VibeWarden — Performance benchmarks and latency budget¶
This document explains how much latency VibeWarden adds to requests, what the latency budget is for each middleware layer, and how to reproduce the measurements yourself.
Latency budget¶
| Layer | Target P50 overhead | Target P99 overhead |
|---|---|---|
| Direct passthrough (no middleware) | baseline | baseline |
| Security headers only | < 1 ms | < 2 ms |
| Rate limiting only | < 1 ms | < 2 ms |
| WAF only | < 2 ms | < 5 ms |
| All middleware combined | < 3 ms | < 10 ms |
The sidecar target is < 1 ms P50 and < 5 ms P99 overhead for a simple proxy (no WAF). With all middleware enabled the target is < 5 ms P50 and < 10 ms P99. The benchmark numbers below are single-machine in-process measurements and represent the middleware cost in isolation, not end-to-end network round-trip time.
Running the benchmarks¶
# Run all benchmarks with memory allocation stats (5-second run per bench)
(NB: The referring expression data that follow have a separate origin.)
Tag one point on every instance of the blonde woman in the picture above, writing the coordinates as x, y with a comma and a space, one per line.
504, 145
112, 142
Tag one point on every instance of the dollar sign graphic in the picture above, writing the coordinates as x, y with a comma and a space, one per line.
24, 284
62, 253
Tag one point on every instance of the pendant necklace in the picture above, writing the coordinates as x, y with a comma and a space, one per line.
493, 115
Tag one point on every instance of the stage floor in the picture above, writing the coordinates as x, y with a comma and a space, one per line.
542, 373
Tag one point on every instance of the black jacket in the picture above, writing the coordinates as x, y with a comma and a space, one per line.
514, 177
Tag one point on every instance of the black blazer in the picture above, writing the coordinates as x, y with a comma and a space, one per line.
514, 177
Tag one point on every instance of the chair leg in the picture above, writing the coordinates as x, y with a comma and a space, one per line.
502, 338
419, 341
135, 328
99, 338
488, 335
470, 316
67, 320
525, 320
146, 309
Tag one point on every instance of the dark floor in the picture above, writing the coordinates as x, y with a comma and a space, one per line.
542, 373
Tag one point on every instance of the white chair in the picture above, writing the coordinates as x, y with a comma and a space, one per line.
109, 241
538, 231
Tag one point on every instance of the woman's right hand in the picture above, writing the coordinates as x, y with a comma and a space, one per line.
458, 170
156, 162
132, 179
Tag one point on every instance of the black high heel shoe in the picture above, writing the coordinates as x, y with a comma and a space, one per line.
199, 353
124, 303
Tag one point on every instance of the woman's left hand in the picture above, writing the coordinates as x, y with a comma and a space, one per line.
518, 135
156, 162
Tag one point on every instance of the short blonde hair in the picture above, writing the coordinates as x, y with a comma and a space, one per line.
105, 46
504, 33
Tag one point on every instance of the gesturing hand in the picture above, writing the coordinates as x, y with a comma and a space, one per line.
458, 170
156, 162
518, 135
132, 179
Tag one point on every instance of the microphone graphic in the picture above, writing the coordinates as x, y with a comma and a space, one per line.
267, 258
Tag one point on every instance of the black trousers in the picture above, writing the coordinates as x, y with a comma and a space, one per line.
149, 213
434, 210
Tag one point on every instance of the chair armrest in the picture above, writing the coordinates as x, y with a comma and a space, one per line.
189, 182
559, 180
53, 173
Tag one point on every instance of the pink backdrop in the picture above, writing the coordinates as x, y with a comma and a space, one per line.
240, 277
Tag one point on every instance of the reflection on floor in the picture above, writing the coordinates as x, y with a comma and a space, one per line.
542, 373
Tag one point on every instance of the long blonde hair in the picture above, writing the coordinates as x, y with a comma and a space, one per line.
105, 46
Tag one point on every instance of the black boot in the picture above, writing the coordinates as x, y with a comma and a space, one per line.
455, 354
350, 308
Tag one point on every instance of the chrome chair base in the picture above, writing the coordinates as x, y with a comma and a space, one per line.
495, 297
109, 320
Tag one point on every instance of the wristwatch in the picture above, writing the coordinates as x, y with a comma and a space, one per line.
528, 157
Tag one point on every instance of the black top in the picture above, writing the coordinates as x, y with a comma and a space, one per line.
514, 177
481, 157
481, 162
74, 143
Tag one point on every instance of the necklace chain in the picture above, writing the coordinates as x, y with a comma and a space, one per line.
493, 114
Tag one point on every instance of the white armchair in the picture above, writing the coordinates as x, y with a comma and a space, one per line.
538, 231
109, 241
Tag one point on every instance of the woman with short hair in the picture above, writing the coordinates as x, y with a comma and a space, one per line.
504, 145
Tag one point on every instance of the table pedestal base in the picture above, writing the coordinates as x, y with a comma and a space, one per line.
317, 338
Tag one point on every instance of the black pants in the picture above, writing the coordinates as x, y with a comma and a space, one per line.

go test -bench=. -benchmem -benchtime=5s ./test/benchmarks/
# Run a single benchmark
go test -bench=BenchmarkProxy_WithWAF -benchmem ./test/benchmarks/
# Increase iterations for more stable numbers
go test -bench=. -benchmem -count=3 -benchtime=5s ./test/benchmarks/
Benchmarks live in test/benchmarks/proxy_bench_test.go. They use
net/http/httptest so no network stack is involved. The numbers measure pure
middleware CPU and allocation cost against a benign GET /api/resource request
with no matching WAF rules.
Benchmark results¶
Machine: darwin/amd64, VirtualApple @ 2.50 GHz (Apple M-series, Rosetta),
Go 1.26.
goos: darwin
goarch: amd64
pkg: github.com/vibewarden/vibewarden/test/benchmarks
cpu: VirtualApple @ 2.50GHz
BenchmarkProxy_DirectPassthrough-10 2159046 1672 ns/op 5394 B/op 14 allocs/op
BenchmarkProxy_WithSecurityHeaders-10 1521925 2350 ns/op 6226 B/op 21 allocs/op
BenchmarkProxy_WithRateLimiting-10 1916719 1851 ns/op 5402 B/op 15 allocs/op
BenchmarkProxy_WithWAF-10 1000000 3572 ns/op 13638 B/op 16 allocs/op
BenchmarkProxy_AllMiddleware-10 808497 4416 ns/op 14478 B/op 24 allocs/op
Interpretation¶
| Benchmark | ns/op | Overhead vs baseline | B/op | allocs/op |
|---|---|---|---|---|
| DirectPassthrough | 1 672 | — (baseline) | 5 394 | 14 |
| WithSecurityHeaders | 2 350 | +678 ns (+0.7 µs) | 6 226 | 21 |
| WithRateLimiting | 1 851 | +179 ns (+0.2 µs) | 5 402 | 15 |
| WithWAF | 3 572 | +1 900 ns (+1.9 µs) | 13 638 | 16 |
| AllMiddleware | 4 416 | +2 744 ns (+2.7 µs) | 14 478 | 24 |
All values are well below their respective latency budget targets.
Key observations¶
-
SecurityHeaders adds ~0.7 µs per request. The cost comes from constructing and setting six HTTP response header strings. There is headroom to add more headers without approaching the 1 ms P50 budget.
-
RateLimiting with a no-op in-memory limiter adds ~0.2 µs. A real in-memory token-bucket limiter (
golang.org/x/time/rate) will be slightly more expensive due to mutex contention and time-package calls; a Redis-backed limiter will incur a full network round-trip (typically 0.2–1 ms on localhost, 1–5 ms over LAN). -
WAF is the most expensive single middleware at ~1.9 µs overhead per request. This cost is dominated by the regular-expression scan over query parameters, selected headers, and the first 8 KB of the request body. Requests with long bodies or many query parameters will see higher values; static assets and API calls with small payloads sit near the benchmark figure.
-
AllMiddleware stacks all three layers and adds ~2.7 µs total. The aggregate is sub-additive because of CPU cache effects when the chain runs sequentially on the same goroutine.
Benchmark scope and limitations¶
- No network I/O: benchmarks use
httptest.NewRecorder()andhttptest.NewRequest(). Real request latency includes TCP/TLS overhead. - No auth middleware: authentication (Ory Kratos session validation) is excluded because it requires an HTTP round-trip to Kratos. Expect 1–10 ms additional overhead depending on session-cache hit rate.
- No-op rate limiter: the in-process limiter used here has no mutex contention. A Redis-backed limiter adds a network round-trip per request.
- No-op metrics collector: the Prometheus registry write path is omitted so the WAF and rate-limit numbers isolate the middleware logic only.
- Benign requests only: benchmarks send clean GET requests. WAF rule matching on malicious inputs (many regex matches before a block) is more expensive than the benign-request path shown here.
Regression tracking¶
To detect performance regressions, run the benchmarks with -count=5 and
compare results using the benchstat tool:
# Capture a baseline on the main branch
go test -bench=. -benchmem -count=5 ./test/benchmarks/ > old.txt
# After your change
go test -bench=. -benchmem -count=5 ./test/benchmarks/ > new.txt
# Compare
benchstat old.txt new.txt
Any increase in ns/op greater than 10% for a given benchmark should be investigated before merging to main.